Shopify is solely an e-commerce platform and thus is already a hosted site (WordPress WooCommerce is not hosted; another site must host it). Therefore, its security is stronger than that of WordPress. Shopify's popularity stems from its wide range of free, modern templates to choose from, whereas WordPress has a limited selection of templates, most of which cost money. Shopify Academy provides training, support and mentorship, and the service also has a convenient app store where you can purchase add-ons as needed. By contrast, third-party vendors provide the add-ons for WordPress.
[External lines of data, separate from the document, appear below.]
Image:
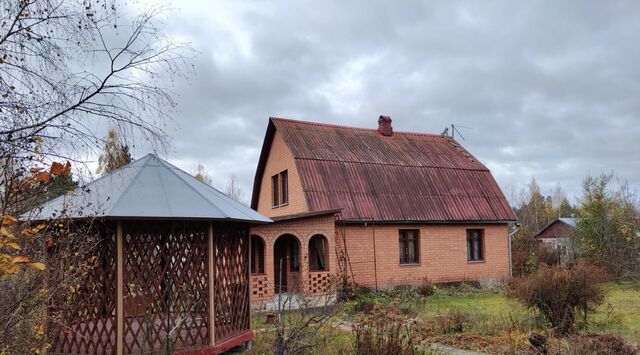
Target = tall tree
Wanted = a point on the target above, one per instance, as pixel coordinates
(201, 174)
(115, 153)
(234, 190)
(607, 228)
(66, 67)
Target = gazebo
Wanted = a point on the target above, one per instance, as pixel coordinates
(172, 270)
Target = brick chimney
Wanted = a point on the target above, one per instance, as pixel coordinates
(384, 126)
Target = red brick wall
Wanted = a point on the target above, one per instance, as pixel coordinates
(303, 230)
(443, 254)
(442, 250)
(280, 159)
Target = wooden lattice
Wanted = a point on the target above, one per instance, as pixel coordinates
(318, 282)
(83, 315)
(231, 280)
(166, 304)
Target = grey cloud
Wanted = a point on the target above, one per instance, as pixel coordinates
(549, 89)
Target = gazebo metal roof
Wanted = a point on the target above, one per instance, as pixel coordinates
(148, 188)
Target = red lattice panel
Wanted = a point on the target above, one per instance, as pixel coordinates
(231, 280)
(318, 282)
(85, 317)
(166, 286)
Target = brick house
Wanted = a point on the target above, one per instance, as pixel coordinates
(559, 236)
(386, 208)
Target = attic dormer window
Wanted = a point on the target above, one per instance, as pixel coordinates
(280, 188)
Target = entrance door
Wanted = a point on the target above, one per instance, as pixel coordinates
(286, 249)
(280, 265)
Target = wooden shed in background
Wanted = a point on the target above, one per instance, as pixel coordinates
(173, 264)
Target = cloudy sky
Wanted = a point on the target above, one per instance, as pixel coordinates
(547, 89)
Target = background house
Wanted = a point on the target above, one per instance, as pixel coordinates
(386, 208)
(558, 235)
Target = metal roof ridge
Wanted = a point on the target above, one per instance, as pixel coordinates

Shopify allows you to create and develop your own online store where you can promote, sell, and ship physical and/or digital products. Like WordPress, there are both pros and cons to using Shopify.

Pros of Shopify

  • Ease of use: One of the best things about Shopify is that you don't have to be an expert in code to use it. You can create your online store with just a few clicks, and there's a lot of beginner guides that can help you set up your store.
  • Quality store designs: Shopify has hundreds of themes to choose from, so you don't have to worry about the design of your store looking like all of the others. The majority of designs are responsive, which means they will work well on mobile devices, and you can modify most of the themes or create your own.
  • Free trial: Shopify offers a 14-day free trial, so you can try it out to make sure it's the right platform for you before making an initial investment.
  • Inventory tracking system: Shopify keeps track of all of your in-stock items, and you can use platform settings to receive automatic notifications of inventory, including offline inventory.
  • Scalability: You can make your store as small or large as you want it to be and grow it with your business. You have full control of the scale of your store – for instance, you can choose to keep your store small in order to focus on your primary clients. 

Cons of Shopify

  • No email hosting: Email communications through your Shopify website may need to have an external source. It doesn't include domain hosting either; however, you can purchase a domain from the Shopify interface.
  • Single language: Shopify stores are designed to have single-language interfaces, so if you want a multi-language store, you'll need to go through various apps and templates offered by Shopify to make this addition.
  • Learning curve: Although learning to use Shopify is fairly easy, there is still a learning process. Some users may find that the platform is too difficult for them, especially if they are new to online platforms.

The winner: Shopify

Unless you already have a website powered by WordPress, Shopify is likely to be the better solution for you. It provides a greater selection of templates, stronger security and better support. Even if you already have a WordPress website, you may still be interested in Shopify for its features and support team.

If you plan on heavily blogging through your e-commerce site, though, WordPress is likely the better option for you. Although Shopify can integrate blogging as well, blogging is not its focus.

In short, Shopify's hosted, secure platform makes it easier to set up your online store compared with trying to set up your own hosted, secure site to integrate with the WordPress WooCommerce extension.